I've been fiddling with clone
calls, and I noticed three different outcomes for different child thread stack allocations. The following demo allocates a stack n-bytes big where n is passed as an argument, then attempts to clone.
foo.c:
#define _GNU_SOURCE
#include <stdlib.h>
#include <unistd.h>
#include <sched.h>
#include <errno.h>
int child(void *arg)
{
(void)arg;
write(STDOUT_FILENO, "carpe momentum\n", 15);
return 0;
}
int main(int argc, char **argv)
{
long stacksize;
pid_t pid;
void *stack;
if (argc < 2)
return 1;
errno = 0;
stacksize = strtol(argv[1], NULL, 0);
if (errno != 0)
return 1;
stack = malloc(stacksize);
if (stack == NULL)
return 1;
pid = clone(child, stack + stacksize, 0, NULL);
if (pid == -1)
return 1;
write(STDOUT_FILENO, "success\n", 8);
return 0;
}
Here are my observations:
$ cc -o foo foo.c
$ ./foo 0
Segmentation fault
$ ./foo 23
Segmentation fault
$ ./foo 24
success
$ ./foo 583
success
$ ./foo 584
success
carpe momentum
$ ./foo 1048576 #1024 * 1024, amount suggested by man-page example
success
carpe momentum
All of the smattering of samples between 0 and 23 segfaulted, and for all of the samples between 24 and 583 the parent succeeded but the child was silent. Anything reasonable above 584 causes both to succeed.

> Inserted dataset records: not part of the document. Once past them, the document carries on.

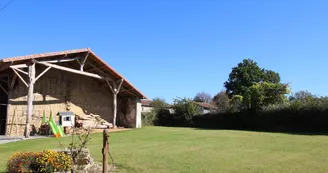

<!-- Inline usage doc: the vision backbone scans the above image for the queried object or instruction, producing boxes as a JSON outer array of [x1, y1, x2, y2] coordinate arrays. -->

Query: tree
[[212, 91, 230, 113], [150, 97, 169, 114], [194, 92, 212, 103], [173, 98, 201, 125], [224, 59, 289, 110]]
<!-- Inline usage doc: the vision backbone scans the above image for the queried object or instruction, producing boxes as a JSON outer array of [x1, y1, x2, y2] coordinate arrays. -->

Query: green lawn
[[0, 127, 328, 173]]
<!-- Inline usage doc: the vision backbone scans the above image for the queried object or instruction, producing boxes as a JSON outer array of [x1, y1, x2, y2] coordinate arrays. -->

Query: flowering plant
[[7, 150, 72, 173]]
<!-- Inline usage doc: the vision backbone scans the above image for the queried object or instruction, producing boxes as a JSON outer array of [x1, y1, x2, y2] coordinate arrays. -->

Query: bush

Disassembly suggests that child
only uses 16 bytes of stack space, plus at least 16 more to call write
. But that's already more than the 24 bytes needed to stop segfaulting.
$ objdump -d foo
# ...
080484cb <child>:
80484cb: 55 push %ebp
80484cc: 89 e5 mov %esp,%ebp
80484ce: 83 ec 08 sub $0x8,%esp
80484d1: 83 ec 04 sub $0x4,%esp
80484d4: 6a 0f push $0xf
80484d6: 68 50 86 04 08 push $0x8048650
80484db: 6a 01 push $0x1
80484dd: e8 be fe ff ff call 80483a0 <write@plt>
80484e2: 83 c4 10 add $0x10,%esp
80484e5: b8 00 00 00 00 mov $0x0,%eax
80484ea: c9 leave
80484eb: c3 ret
# ...
This prompts several overlapping questions.
- Why doesn't
clone
segfault between 24 and 583 bytes of stack? - How does
child
fail silently with too little stack? - What is all that stack space used for?
- What is the significance of 24 and 584 bytes? How do they vary on different systems and implementations?
- Can I calculate a minimum stack requirement? Should I?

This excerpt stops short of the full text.